Mohon tunggu...
Leya Cattleya
Leya Cattleya Mohon Tunggu... Asisten Pribadi - PEJALAN

PEJALAN

Selanjutnya

Tutup

Cerita Pemilih Artikel Utama

Doa untuk Negeri atas Pemilu Paling Kompleks se-Dunia

17 April 2019   19:47 Diperbarui: 21 April 2019   16:19 1950
+
Laporkan Konten
Laporkan Akun
Kompasiana adalah platform blog. Konten ini menjadi tanggung jawab bloger dan tidak mewakili pandangan redaksi Kompas.
Lihat foto
Pengangkutan Kartu Suara di Maros (Daeng Mansyur)

Dokumentasi dari proses Pemilu 2019 ini luar biasa. Dimulai dengan hiruk pikuk dan berseliwerannya berita yang valid maupun tidak valid, yang baik dan yang busuk, termasuk hoaks.

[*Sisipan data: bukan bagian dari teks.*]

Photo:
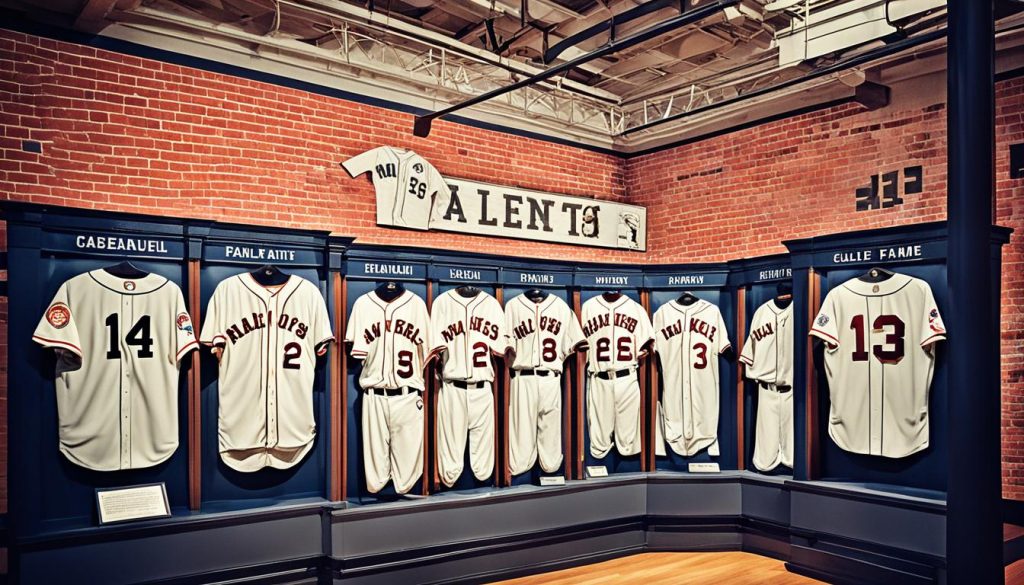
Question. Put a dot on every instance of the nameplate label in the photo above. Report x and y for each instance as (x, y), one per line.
(132, 503)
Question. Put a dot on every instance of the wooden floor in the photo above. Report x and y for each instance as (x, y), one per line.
(674, 569)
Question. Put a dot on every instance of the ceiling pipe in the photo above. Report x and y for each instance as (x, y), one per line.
(421, 126)
(838, 67)
(616, 19)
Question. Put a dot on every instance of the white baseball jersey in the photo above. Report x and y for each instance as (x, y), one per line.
(768, 351)
(615, 333)
(469, 331)
(880, 362)
(119, 343)
(543, 334)
(768, 356)
(688, 340)
(406, 183)
(391, 340)
(270, 337)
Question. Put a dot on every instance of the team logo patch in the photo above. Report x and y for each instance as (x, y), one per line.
(58, 316)
(184, 324)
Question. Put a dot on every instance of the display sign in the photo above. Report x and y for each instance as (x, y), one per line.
(132, 503)
(484, 209)
(250, 254)
(386, 269)
(104, 244)
(462, 274)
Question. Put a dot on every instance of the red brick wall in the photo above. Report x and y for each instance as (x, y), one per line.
(129, 134)
(740, 195)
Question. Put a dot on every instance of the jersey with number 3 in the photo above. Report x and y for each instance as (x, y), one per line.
(880, 360)
(404, 183)
(543, 334)
(270, 337)
(390, 338)
(615, 333)
(119, 344)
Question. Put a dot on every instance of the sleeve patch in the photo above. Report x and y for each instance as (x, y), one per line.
(58, 316)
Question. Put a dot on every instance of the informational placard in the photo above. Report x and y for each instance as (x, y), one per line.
(132, 503)
(484, 209)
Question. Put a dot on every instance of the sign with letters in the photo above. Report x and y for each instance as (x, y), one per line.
(483, 209)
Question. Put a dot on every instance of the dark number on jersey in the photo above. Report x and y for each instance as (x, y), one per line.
(292, 353)
(417, 187)
(138, 335)
(893, 349)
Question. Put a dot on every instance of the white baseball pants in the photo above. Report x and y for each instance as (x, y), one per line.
(392, 440)
(461, 412)
(613, 410)
(773, 430)
(536, 423)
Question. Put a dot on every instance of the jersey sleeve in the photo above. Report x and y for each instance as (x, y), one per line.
(322, 330)
(572, 337)
(58, 330)
(933, 329)
(360, 163)
(352, 332)
(213, 322)
(824, 324)
(184, 336)
(723, 339)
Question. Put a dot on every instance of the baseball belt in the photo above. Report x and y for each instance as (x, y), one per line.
(774, 388)
(466, 385)
(613, 375)
(393, 391)
(532, 372)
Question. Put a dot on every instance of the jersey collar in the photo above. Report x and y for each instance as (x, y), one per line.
(878, 289)
(144, 285)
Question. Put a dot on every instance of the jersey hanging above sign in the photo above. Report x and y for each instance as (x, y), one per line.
(406, 184)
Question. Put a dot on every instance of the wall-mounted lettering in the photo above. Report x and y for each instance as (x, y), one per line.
(886, 190)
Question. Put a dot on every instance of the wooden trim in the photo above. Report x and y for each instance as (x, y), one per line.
(740, 386)
(811, 418)
(336, 358)
(342, 407)
(195, 397)
(576, 448)
(500, 388)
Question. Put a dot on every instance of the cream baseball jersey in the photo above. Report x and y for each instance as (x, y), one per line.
(404, 183)
(543, 334)
(880, 360)
(469, 330)
(391, 340)
(768, 350)
(615, 332)
(270, 338)
(688, 340)
(120, 342)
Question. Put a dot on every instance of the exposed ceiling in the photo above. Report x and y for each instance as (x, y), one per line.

Juga dinamika bagai naik 'jet coaster' akan harapan baik dan bencana. Upaya upaya tipu daya. Dalam realita proses transportasi kartu suara yang dilakukan melalui bantuan kuda sampai gajah, diterbangkan dengan pesawat terbang dan diseberangkan melalui kapal dan sungai. Dengan atau tanpa alat transportasi yang ada. Kadang bahkan hanya dengan berjalan kaki. Dijaga oleh tentara dan warga. Ke penjuru Nusantara. Kota, desa dan pelosok negeri. 

Kartu kita diangkut gajah di Aceh Selatan (Chaideer Mahyuddin)
Kartu kita diangkut gajah di Aceh Selatan (Chaideer Mahyuddin)
Tak heran bila the Guardian dan the Economist menyebut bahwa Pemilu kita adalah Pemilu 6 jam yang terkompleks di dunia. Tentu ini relatif karena pemilu di India juga ribet.

Dan saking pentingnya Pemilu kita bagi dunia, berita hasil quick count dan exit poll sudah pula beredar di media internasional. Begitu cepat. Begitu terkini.

Observer internasionalpun berpartisipasi dalam pengawasan Pemilu di luar negri. Sebagai contoh, Rosalia Scortiono, kawan baik berkebangsaan Italia menjadi observer di Bangkok. 

Artinya, kita tidak bisa membuat cerita akal akalan lagi. Kecurangan Pemilu akan juga menjadi bagian yang akan dikomentari observer dunia.

Kecuali, kalau memang kita mau 'ngotot kawat balung wesi'. Ngotot tak terpatahkan realita. Ini berbeda dengan 'Otot kawat balung wesi" yang merupakan kekuatan Gatot Kaca yang kuat bagai otot kawat dan tulang besi. 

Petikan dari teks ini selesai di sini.